The thinking behind the exhibition being muddled, the way it was hung was idiotic, no, really, and under a lot of bad influence.  Instead of any new and insightful thoughts on the chosen subject matter, the curator has, under the bright cold sunny of the Bastille, again recycled romantic notions –from the late 19th century's “good times with absinthe” to post-1968 slogans such as “smoking joints is cool” and further on to the 1990's “le shoot c'est no future”.

The curation of the exhibition is by an unknown, Antoine Perpère, an artist and head nurse, it appears, who specializes in addiction medicine.  No doubt, that may be where the shoe pinches. An exhibition curated by a professional curator would have been better, she would not only have done the research, but would also have known how to hang the show.  

Completely wiped out by this circus that has neither head nor tail, one comes thankfully, at the exit, to a large mural by Françoit Curlet, which shows a little Frenchman, with his beret and bottle of red wine in hand, contemplating the additional third tower of Notre-Dame de Paris. A funny mural-sized cartoon drawing that shows more efficiently than everything else before it the reality of artist studios today.
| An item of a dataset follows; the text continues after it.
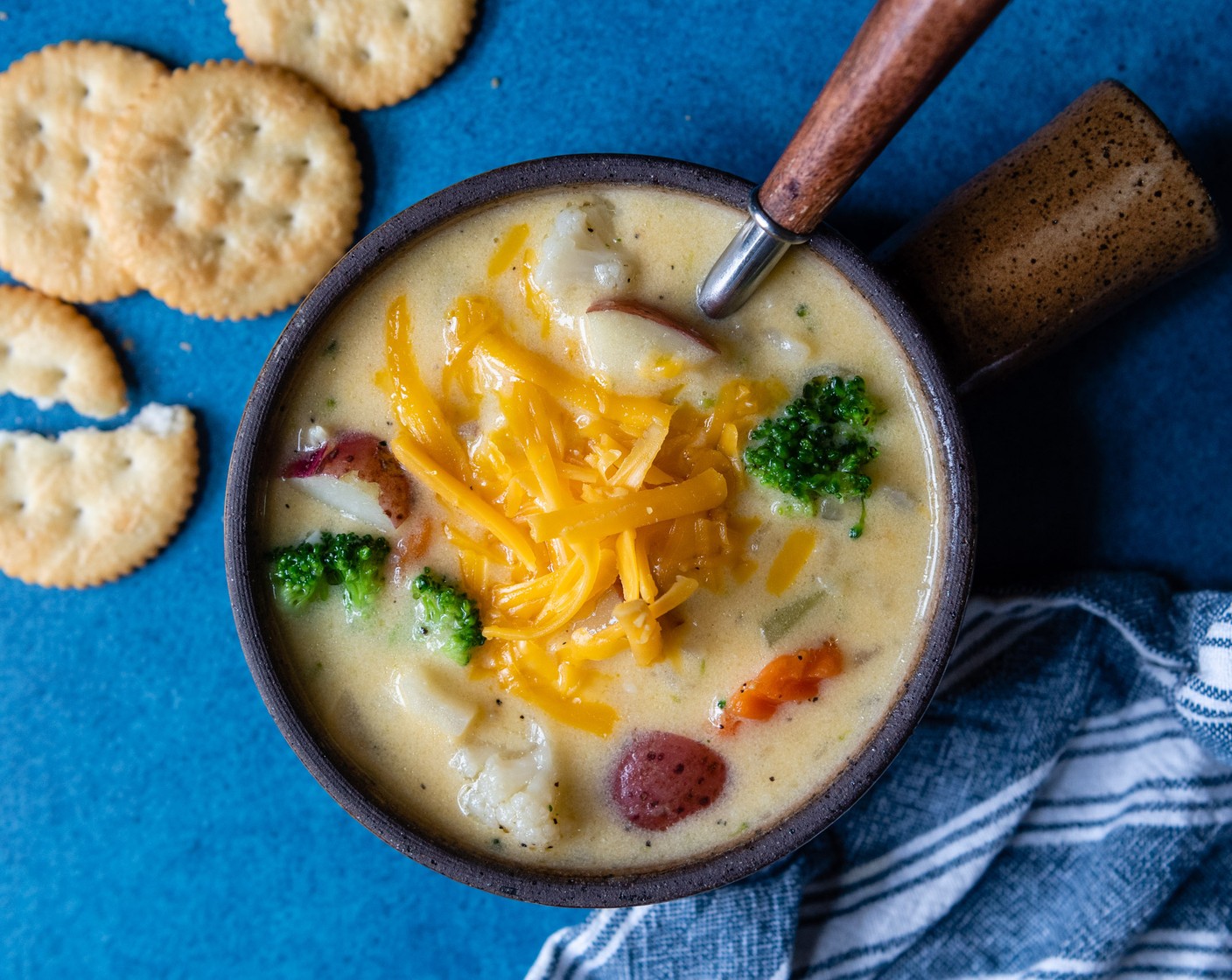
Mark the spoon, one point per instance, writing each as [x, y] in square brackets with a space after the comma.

It really isn't so much expensively chic heroine, or mundane pot, or ghetto crack, that “influence” artists of today but much more simply and in a more prosaic way, it is alcohol.  From a liter of rosé wine to a six-pack of beer, there is a long list of alcoholic beverages that accompany the creators of today.  Inexpensive, available, and addictive, alcohol is very much a part of artist studios, and both men and women are equally susceptible.  The immense solitude of an artist's workspace accentuates or triggers this.  To say that psychotropic drugs help in artistic creation, insinuated by the exhibition itself yet denied by its press release, is rather trite.  Alcohol destroys.  Artists, on a high, paint or sculpt believing that they are making great work, but the next morning, with a swollen face, the work realized usually appears weak.  Solitude is a key to artistic creation but it can also be its downfall.   This is a subject that is all the more interesting as all artists are confronted in their studio with their own mental constructions, affective and social, day after day.  The temptation to drown doubts with alcohol is everyday and those susceptible to the disease succumb to it.  One really should speak of the disease of alcohol and not so much its inspirational fragrance.    There is really nothing romantic about this.  It is a “mean and stupid reality,”  something Jean Marc Reiser would have said, another alcoholic but nonetheless great artist.  Evidently, the two are not incompatible.